Thanks to a unique lattice of hollow nickel tubes whose walls are 1,000 times thinner than a human hair, the material can also withstand damage. It can spring back completely from compression exceeding 50 percent strain. That’s quite a feat, considering that heaviness and strength are usually yoked in nature.

“This material gets stronger as the dimensions are reduced to the nanoscale,” says Valdevit, UCI’s principal investigator on the project. “You can decouple weight and strength, properties that are traditionally coupled.”

The novel material can be made quickly and cheaply, and could be used for battery electrodes and acoustic or shock energy absorption in both the automotive and aerospace industries.

“One of the main aspects of this processing technique compared to competing concepts is how remarkably inexpensive and scalable it is,” says Valedvit. “You could make really large parts very quickly. A couple of hours could give you a nearly finished product.”

The successful collaboration began when Malibu-based HRL researchers asked Valdevit and Julia Greer, a Caltech nanoscale specialist, to form a team and apply for federal funding allocated to innovative materials development. They won the grant and within a year, HRL, formerly Hughes Research Laboratory, sent UCI and Caltech a few samples, saying they believed they’d discovered the world’s lightest material.

With the manufacturing figured out, the researchers now face follow-up questions: How does the material behave and why? How can its architecture of struts and trusses be improved to maximize strength or other properties? It’s one thing to develop a light material, but to make it useful; it needs to be able to hold up.

“Our role is actually optimal design of these periodic architectures, and their mechanical characterization,” he says. “You want a unit cell that repeats, so that the material goes where you want it to. That’s really key.”

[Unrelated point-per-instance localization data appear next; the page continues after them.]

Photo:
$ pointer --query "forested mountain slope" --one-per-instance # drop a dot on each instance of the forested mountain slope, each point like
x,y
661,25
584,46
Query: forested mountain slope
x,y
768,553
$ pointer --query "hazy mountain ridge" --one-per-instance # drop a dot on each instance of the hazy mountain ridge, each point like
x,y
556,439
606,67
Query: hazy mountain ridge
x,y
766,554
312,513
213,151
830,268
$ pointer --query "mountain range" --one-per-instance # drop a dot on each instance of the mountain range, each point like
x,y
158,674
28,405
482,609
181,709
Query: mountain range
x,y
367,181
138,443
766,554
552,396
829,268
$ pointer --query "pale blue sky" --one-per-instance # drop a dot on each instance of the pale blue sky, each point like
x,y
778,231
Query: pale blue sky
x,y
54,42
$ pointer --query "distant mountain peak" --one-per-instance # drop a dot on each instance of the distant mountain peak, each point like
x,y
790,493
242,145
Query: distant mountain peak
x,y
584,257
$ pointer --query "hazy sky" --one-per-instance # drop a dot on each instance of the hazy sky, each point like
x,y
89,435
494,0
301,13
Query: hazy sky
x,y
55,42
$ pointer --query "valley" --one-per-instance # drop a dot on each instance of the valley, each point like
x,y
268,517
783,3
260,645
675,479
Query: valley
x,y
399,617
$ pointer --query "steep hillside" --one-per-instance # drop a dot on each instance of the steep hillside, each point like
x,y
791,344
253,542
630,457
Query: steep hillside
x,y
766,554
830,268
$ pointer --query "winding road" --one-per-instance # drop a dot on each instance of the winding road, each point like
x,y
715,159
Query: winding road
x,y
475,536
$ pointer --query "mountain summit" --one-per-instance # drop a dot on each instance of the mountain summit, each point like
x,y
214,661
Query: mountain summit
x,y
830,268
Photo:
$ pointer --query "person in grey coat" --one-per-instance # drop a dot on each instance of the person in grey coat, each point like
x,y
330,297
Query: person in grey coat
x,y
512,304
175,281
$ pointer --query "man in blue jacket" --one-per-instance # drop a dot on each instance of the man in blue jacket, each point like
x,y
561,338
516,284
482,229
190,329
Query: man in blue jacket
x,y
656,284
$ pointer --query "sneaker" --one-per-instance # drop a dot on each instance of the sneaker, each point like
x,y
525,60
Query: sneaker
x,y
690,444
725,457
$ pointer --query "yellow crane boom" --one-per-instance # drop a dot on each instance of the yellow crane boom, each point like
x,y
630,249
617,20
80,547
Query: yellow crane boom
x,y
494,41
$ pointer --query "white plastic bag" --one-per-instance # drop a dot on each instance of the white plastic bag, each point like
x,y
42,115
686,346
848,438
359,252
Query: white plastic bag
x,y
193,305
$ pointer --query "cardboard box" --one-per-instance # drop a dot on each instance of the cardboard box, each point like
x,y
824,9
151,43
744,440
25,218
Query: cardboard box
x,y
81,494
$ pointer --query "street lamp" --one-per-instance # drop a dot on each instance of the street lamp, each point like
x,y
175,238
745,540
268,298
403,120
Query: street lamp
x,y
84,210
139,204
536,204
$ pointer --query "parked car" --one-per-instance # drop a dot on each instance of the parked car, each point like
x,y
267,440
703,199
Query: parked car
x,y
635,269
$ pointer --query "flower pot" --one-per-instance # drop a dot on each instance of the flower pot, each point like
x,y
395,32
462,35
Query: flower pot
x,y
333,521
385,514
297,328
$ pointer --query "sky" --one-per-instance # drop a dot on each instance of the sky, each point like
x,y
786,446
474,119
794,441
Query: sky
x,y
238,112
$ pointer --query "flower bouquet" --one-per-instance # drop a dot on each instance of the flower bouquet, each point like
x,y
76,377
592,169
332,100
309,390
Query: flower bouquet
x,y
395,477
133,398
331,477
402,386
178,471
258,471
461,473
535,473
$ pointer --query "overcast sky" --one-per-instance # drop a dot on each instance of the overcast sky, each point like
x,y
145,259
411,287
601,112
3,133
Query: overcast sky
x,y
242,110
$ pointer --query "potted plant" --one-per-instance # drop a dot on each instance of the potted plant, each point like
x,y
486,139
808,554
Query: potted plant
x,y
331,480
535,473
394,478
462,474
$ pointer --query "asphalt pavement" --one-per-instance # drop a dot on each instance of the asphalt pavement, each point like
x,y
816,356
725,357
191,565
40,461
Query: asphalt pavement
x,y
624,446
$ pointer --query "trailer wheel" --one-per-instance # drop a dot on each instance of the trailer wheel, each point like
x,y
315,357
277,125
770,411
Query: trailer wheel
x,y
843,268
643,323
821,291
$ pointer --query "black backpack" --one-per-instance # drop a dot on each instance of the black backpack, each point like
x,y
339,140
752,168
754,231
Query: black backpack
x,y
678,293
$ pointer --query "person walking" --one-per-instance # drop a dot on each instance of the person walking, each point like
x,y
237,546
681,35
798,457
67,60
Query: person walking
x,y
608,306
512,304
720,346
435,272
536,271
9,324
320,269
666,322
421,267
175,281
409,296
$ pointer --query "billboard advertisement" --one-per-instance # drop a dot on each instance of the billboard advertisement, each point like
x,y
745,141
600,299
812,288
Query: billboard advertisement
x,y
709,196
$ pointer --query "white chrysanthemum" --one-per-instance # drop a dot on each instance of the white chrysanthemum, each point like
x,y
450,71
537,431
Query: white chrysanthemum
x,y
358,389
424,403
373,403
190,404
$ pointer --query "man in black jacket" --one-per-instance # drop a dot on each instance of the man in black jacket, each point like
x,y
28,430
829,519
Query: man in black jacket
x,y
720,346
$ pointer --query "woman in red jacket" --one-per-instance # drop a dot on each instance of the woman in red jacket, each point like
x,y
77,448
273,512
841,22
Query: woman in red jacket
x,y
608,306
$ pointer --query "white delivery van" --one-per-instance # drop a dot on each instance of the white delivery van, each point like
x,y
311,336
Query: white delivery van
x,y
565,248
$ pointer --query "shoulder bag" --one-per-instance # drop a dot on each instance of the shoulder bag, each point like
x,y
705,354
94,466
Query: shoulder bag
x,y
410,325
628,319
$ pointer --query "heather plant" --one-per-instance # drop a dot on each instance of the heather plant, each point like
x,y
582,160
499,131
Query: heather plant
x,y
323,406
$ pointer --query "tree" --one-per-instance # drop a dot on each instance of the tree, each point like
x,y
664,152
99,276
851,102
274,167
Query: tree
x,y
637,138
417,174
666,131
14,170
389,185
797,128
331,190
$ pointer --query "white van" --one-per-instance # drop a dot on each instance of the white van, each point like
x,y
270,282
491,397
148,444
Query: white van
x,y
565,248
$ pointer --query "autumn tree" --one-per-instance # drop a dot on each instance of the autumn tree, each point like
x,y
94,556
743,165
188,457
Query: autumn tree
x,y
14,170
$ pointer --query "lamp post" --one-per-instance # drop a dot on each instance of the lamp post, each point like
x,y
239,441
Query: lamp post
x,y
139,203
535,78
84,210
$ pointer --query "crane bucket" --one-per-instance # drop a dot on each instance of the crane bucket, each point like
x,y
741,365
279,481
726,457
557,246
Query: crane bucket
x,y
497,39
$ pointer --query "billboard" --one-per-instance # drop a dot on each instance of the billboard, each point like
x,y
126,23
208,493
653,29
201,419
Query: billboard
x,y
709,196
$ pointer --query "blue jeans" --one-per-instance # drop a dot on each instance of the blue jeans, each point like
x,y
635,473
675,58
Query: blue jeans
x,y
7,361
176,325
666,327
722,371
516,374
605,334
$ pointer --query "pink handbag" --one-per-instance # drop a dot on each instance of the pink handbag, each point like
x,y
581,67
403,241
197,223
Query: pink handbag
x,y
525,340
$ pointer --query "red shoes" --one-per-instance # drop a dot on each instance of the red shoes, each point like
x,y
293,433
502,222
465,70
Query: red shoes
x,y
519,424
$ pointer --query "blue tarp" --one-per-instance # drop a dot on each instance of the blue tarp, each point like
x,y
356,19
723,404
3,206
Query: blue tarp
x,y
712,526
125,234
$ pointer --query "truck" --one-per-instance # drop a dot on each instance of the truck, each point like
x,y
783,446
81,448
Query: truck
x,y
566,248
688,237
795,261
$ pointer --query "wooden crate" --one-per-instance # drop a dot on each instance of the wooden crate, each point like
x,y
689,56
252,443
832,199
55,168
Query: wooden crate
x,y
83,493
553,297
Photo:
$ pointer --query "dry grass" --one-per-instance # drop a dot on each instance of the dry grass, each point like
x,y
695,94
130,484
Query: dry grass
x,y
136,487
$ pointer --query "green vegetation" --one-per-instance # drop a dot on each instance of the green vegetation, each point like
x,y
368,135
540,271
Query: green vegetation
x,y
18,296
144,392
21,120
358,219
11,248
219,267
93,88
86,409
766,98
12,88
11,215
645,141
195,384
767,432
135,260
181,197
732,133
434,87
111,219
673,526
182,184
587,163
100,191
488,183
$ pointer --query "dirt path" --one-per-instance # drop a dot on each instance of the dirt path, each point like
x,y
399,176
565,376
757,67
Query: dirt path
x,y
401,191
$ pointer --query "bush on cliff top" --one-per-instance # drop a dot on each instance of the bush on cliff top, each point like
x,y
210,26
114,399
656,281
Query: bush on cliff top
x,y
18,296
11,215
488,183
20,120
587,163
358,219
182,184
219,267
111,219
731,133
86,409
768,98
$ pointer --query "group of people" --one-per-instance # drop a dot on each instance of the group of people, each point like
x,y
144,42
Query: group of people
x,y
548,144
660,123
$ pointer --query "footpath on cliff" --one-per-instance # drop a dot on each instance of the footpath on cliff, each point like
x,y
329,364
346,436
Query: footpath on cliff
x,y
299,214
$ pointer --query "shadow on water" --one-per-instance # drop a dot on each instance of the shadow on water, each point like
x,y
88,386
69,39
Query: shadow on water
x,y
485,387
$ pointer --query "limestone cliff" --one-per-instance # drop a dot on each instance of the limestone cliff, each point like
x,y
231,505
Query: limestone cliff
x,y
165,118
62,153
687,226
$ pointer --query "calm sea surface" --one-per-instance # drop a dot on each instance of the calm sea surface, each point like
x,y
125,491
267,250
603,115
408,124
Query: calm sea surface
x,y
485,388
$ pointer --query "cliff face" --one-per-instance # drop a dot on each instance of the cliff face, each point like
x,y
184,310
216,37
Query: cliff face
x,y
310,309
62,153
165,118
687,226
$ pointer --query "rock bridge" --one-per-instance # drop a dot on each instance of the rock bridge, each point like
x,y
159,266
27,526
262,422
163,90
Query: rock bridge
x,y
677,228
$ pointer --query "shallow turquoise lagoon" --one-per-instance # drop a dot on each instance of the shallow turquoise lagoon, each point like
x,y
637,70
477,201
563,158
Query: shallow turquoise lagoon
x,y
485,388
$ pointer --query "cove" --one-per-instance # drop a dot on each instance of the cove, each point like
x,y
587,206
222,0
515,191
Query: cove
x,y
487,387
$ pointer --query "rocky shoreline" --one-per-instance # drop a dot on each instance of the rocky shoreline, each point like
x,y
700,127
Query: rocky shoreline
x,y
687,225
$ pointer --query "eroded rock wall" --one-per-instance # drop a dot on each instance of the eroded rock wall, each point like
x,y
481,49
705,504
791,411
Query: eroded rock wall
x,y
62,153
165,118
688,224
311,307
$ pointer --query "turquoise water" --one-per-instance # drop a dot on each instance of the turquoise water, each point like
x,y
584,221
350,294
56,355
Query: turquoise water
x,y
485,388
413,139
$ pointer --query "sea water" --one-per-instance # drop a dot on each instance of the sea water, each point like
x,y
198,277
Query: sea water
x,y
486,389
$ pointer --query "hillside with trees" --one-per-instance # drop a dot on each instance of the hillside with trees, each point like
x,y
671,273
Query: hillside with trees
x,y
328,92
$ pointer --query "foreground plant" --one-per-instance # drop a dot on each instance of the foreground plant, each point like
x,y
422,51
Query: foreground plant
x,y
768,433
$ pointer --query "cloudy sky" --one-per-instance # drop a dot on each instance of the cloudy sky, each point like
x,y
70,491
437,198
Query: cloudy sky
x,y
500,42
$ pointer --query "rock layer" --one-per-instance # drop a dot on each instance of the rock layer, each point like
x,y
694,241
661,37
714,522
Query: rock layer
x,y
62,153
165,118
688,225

In short, the UCI group is coming up with the strongest possible structure for the material and testing it vigorously. Valdevit, Godfrey and Torrents use state-of-the-art equipment designed to stress items under loads up to 10 tons. They have installed special load cells to slowly compress the tiny pieces, measure their fortitude, and photograph points of impact and damage.

“The idea is to test how much the material can resist when you overload it,” Valdevit says. “We would try to make it as strong as possible, and Anna would squish it. The next two years are going to be about making it much stronger and stiffer.”

Torrents earned her doctorate last month based on the work.

William Carter, manager of the architected materials group at HRL, compared the new material to larger, more familiar edifices:  “Modern buildings, exemplified by the Eiffel Tower or the Golden Gate Bridge, are incredibly light and weight-efficient by virtue of their architecture. We are revolutionizing lightweight materials by bringing this concept to the nano and micro scales.”

Funded by the Defense Advanced Research Projects Agency, UCI and its partners have a total of three years to develop and improve the material. In addition, the UCI team recently received a grant from the Office of Naval Research to devise variations that could withstand blast-force vibrations.

The research appeared in the Nov. 18 issue of Science, and attracted wide notice, partly thanks to an arresting HRL photo of the metal perched perkily atop a dandelion gone to seed.